As we got closer to the parking lots, we noticed people parking on the shoulder and hiking in the rest of the way. We got to the main parking lot at about 11:40 and, sure enough, it was full with cars circling around. We noticed a family getting ready to leave, and parked behind them waiting to pull in when they left.
The view of “The Mountain” from the parking lot at Paradise (#18 on the map below). See the man heading towards us in the biking outfit? He and his family were about to leave their parking space which they bequeathed to us. He and his son(?) prepared their bikes to ride down the mountain and the rest of the family took the car.

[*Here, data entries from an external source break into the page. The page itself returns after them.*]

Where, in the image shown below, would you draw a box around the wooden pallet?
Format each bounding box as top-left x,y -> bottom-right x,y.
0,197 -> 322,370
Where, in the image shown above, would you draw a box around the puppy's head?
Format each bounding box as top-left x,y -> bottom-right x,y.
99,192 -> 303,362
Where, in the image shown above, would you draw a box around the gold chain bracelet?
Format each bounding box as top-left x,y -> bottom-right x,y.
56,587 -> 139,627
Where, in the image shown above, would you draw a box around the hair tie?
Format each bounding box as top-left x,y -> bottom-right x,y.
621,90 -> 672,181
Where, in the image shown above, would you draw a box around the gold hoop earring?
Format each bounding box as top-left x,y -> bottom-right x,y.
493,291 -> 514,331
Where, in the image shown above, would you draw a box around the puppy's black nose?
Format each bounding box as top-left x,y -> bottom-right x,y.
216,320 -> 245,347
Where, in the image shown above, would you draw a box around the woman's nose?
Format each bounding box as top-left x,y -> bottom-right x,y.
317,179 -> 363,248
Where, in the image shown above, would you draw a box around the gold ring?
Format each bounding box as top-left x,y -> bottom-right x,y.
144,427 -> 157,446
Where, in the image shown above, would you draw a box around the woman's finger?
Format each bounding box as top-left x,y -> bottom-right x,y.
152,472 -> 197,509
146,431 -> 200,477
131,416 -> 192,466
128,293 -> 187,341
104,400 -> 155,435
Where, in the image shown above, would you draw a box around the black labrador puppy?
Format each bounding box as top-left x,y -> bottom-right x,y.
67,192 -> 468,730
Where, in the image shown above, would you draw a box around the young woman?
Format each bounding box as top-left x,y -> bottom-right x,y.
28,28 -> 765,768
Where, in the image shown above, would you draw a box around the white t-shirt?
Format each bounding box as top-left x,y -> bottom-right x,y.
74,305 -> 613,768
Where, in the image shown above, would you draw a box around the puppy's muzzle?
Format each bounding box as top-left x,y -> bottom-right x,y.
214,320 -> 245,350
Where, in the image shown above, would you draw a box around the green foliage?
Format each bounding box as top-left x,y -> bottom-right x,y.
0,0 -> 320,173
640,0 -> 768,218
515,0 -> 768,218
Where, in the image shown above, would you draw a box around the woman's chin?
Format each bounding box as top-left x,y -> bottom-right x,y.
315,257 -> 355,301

Read more about the map and the other points of interest here.
It was so crowded around the parking lots and visitor center (#18 on the map). There were people from all over the world, as evidenced by all of the different languages we heard. We were amazed, though, that once we got out on the trails, there weren’t that many people.
We hiked around the trails for about an hour and a half and were delighted to see that we were not too late for the wildflowers. They were beautiful!
Love the Indian Paintbrush!
We especially enjoyed the Nisqually Vista Trail (#21) which took us through meadows of wildflowers and then led us to the Trail to the Nisqually Glacier View (#19.) It went along a ridge with a fabulous view of the Nisqually Glacier and a roaring glacial river.
Tadpoles in a little pool!
The Nisqually Glacier
Roaring glacial river – wish my photo could have captured the sound
When we found our way back to the parking lot, we went in to the Paradise Inn, which was built in 1916. It’s a rustic, but beautiful, building. There’s a lovely dining room available. I don’t know how it is, but they say they use organic and local ingredients.
Inside Paradise Inn – bustling with activity….and nappers
After viewing the lodge we went back to our car and continued east to the Grove of the Patriarchs (#8). Once again, the small parking lot was full, but we have a small car and Bob managed to squeeze it into a spot.
At the Grove of the Patriarchs we went on the 1.5 mile loop trail to see an amazing forest of some of the largest and oldest trees in the area. Over the years, many of them have fallen over the trail, so they were cut where they fell to clear the path.
In order to get to the “grove” with the most amazing trees, you have to cross a wobbly bridge over a creek. It’s suggested that you go one person at a time.
A LARGE fallen tree
Leaving the “grove” and getting ready to cross back over the bridge, Bob observed that the creek looked like a very promising fly fishing creek. I know he made a mental note to check it out in the future.
There were picnic tables available, so we pulled out our picnic lunch. Bob was so excited to have fried chicken, even though it was from the deli and not homemade. I was happy with leftover roast chicken.
After lunch we headed north on 410 to take a different route home. We decided to take the 6-mile side trip up to Crystal Mountain just to see what it looks like in the summer. We were amazed at how busy it was! They have really developed a popular summer destination. Once more, there was NO PARKING in the main lot. We parked illegally since we were only going to take a quick look. There were a lot of people like us, just up to visit. There was a also wedding party getting ready to take the gondola up to the restaurant for a wedding.
A slope at Crystal Mountain Ski Area in the summer
We quickly looked around, and then returned to 410 and continued north and west to Enumclaw and then north on 169 through Maple Valley to head home. The drive home was really much prettier than the morning drive and it was nice to see different sights.
We arrived home at about 6:30 and felt like we had had a full day. It turned out to be more of an expedition than I was expecting, but it was so much fun to be out in the mountain air on a beautiful summer day. There’s a reason the visitor center and the Inn were named Paradise. It is really beautiful and I highly recommend it!